2024 Heritage Highlights Exhibit: Featuring Items Important to Cape Codders

By Jennifer Madden, Director of Collections & Exhibitions

Recently many visitors to Heritage have been saying the same thing – they want to hear more local stories. We listened! This season the Heritage Highlights exhibit in the Art and Carousel Gallery features items made or used by Cape Codders. Some were given to loved ones as gifts. Some were handmade to be purchased by neighbors. Some documented educational achievements. They aren’t so different from the objects that we make, use, and treasure today.

Notably, many of these items are recent acquisitions. The Heritage collection is always changing as we add new items to expand the number and types of stories we can share. The recent additions to the collection that are on exhibit for the first time include: a painted leather fire bucket from Sandwich that was made about 1870 for the town’s first piece of firefighting equipment, a hook and ladder truck; a trade sign in the form of a pocket watch from John Baxter’s West Dennis jewelry store; a broadside advertising the Barnstable County Fair in its fourth year in 1848; and a large and colorful needlework from 1835 documenting the family of Seth and Ruth Nickerson of Provincetown completed by their daughter Ruth.

The Heritage Highlights exhibit also includes some rarely seen favorites, including: a doorstop in the shape of a lion made at the Manomet Iron Works about 1850 in Bournedale; a handmade violin crafted by Sandwich resident David Percival in 1840; a friendship quilt stitched by residents of North Falmouth for their children’s teacher Emly Spring; Ralph Cahoon’s painted view of Sandwich; a selection of silver made by Cape Cod silversmiths; and a delightful set of hand-drawn maps completed by students at a local school in the 1830s.
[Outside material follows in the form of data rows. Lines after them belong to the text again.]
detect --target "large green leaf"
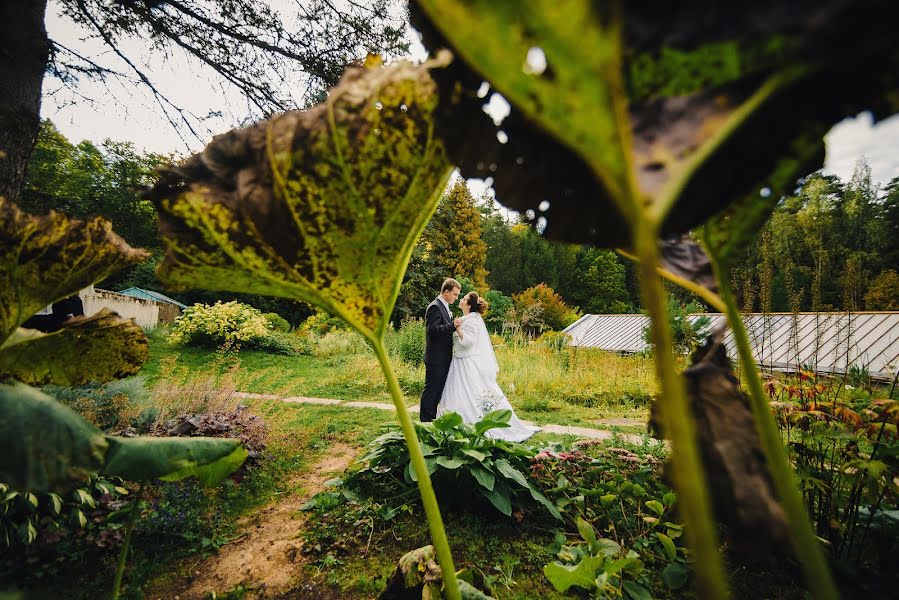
[0,309,150,386]
[0,383,108,492]
[103,436,247,486]
[418,0,630,217]
[149,62,451,339]
[0,198,147,345]
[412,0,899,246]
[543,556,605,593]
[478,484,512,517]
New exhibitions provide an opportunity to delve deeper into the history of the items being displayed. For example, I conducted primary source research and discovered the name of the teacher for whom the friendship quilt was made. Now the story of that quilt is more meaningful. After all, that’s what museums do. We save items from the past and share their stories to make connections between the past, the present, and the future. Perhaps you will discover a story that speaks to you.